Le premier de la cinquantaine de procès annoncés suites aux plaintes déposées par le SNEP et la SCPP avait lieu hier mercredi à Pontoise, dans la région parisienne. Alexis, un enseignant de 28 ans, comparaissait devant le tribunal correctionnel pour avoir partagé sur Internet l’équivalent de 614 albums en MP3. Selon l’article L.335-4 du code de la propriété intellectuelle, mettre des chansons protégées par le droit d’auteur sans autorisation des producteurs est un délit passible de 3 ans d’emprisonnement et de 300.000 amende. Finalement le procureur n’aura requis que 1500 euros, et la publication du jugement dans deux quotidiens nationaux.
Mais il ne s’agit là que du volet pénal, c’est-à-dire de la peine que l’Etat considère appropriée pour protéger la société des dangers du piratage. Le volet civil, qui était également étudié mercredi, promet d’être beaucoup plus sévère. « A côté des 1.500 euros d’amende requis par le procureur, plusieurs sociétés de défense des ayants droit, dont la Sacem, ont en effet réclamé 28.366 euros au titre des dommages-intérêts« , rapporte Libération. Contrairement à ce qui existe aux Etats-Unis, les dommages-intérêts en France n’ont pas de vocation punitive et doivent réparer le préjudice exact subi par les parties. Les ayants-droits ont donc visiblement considéré qu’Alexis a causé un manque à gagner de 46 euros par album.
Problème mathématique
A 20 euros l’album dans le commerce, Alexis aurait donc empêché la vente de plus deux CD pour chaque album qu’il partageait au format MP3. Dans une étude publiée en mars 2004, Felix Oberholzer et Koleman Strumpf découvraient que « même dans les scénarios les plus pessimistes, cinq mille téléchargements sont nécessaires pour nécessaires pour altérer les ventes d’un seul album« . Les deux professeurs américains en arrivaient ainsi à la conclusion que « les téléchargements ont un effet sur les ventes qui est statistiquement indissociable du zéro, malgré des estimations plutôt précises« . Or si les téléchargements n’ont quasiment aucun impact sur les ventes, la mise en partage qui permet ces mêmes téléchargements non plus.
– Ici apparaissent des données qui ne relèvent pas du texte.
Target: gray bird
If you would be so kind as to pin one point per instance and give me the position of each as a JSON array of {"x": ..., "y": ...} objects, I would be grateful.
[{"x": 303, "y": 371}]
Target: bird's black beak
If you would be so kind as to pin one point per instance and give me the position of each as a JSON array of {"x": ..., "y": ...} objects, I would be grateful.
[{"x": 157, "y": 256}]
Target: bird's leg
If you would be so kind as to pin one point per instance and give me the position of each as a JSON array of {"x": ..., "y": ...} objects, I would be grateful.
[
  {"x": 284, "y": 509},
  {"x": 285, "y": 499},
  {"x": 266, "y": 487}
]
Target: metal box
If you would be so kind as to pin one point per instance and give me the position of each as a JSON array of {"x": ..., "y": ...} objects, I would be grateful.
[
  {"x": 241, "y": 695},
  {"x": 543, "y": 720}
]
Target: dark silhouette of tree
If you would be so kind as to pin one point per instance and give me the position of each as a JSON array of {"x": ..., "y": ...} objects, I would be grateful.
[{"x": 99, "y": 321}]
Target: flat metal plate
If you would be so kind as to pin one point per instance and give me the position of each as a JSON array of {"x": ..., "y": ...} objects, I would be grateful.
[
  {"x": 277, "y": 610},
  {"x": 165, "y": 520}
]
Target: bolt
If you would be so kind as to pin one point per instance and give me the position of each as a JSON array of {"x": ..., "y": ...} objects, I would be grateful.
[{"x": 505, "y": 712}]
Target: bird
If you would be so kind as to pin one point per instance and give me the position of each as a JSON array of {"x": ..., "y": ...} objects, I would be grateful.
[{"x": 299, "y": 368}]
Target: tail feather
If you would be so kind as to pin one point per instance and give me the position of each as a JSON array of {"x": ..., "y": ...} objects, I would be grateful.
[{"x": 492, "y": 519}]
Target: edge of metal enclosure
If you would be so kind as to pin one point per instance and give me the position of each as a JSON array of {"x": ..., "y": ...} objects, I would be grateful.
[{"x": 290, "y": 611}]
A combien doit-on donc estimer le préjudice des ayants droit ? C’est la très difficile question à laquelle devra répondre le tribunal dans son jugement attendu le 2 février prochain.
Pour Hervé Rony, directeur du SNEP, l’enjeu est toutefois bien différent. « Il faut porter une parole forte de respect des métiers de la création et gagner le pari des plateformes musicales légales« , a t-il déclaré mardi soir. Ce premier procès, qui sera suivi d’une cinquantaine d’autres, vise avant tout à détourner les internautes des réseaux P2P pour les entraîner vers les solutions légales qui, à grand renfort de DRM, permettent aux majors de continuer à contrôler l’ensemble de la chaîne musicale. De la signature des artistes jusqu’à leur distribution, en allant même désormais jusqu’au contrôle de l’utilisation des œuvres par les consommateurs, la concentration des pouvoirs dans les seules mains des majors est le premier enjeu de ces procès.
De son côté, l’association des audionautes (ADA), qui compte plus de 2000 membres, demande aux députés « l’ouverture d’une enquête parlementaire sur le peer-to-peer, où chacune des parties aurait la possibilité de s’exprimer« , ainsi qu’un moratatoire sur les poursuites engagées contre le public.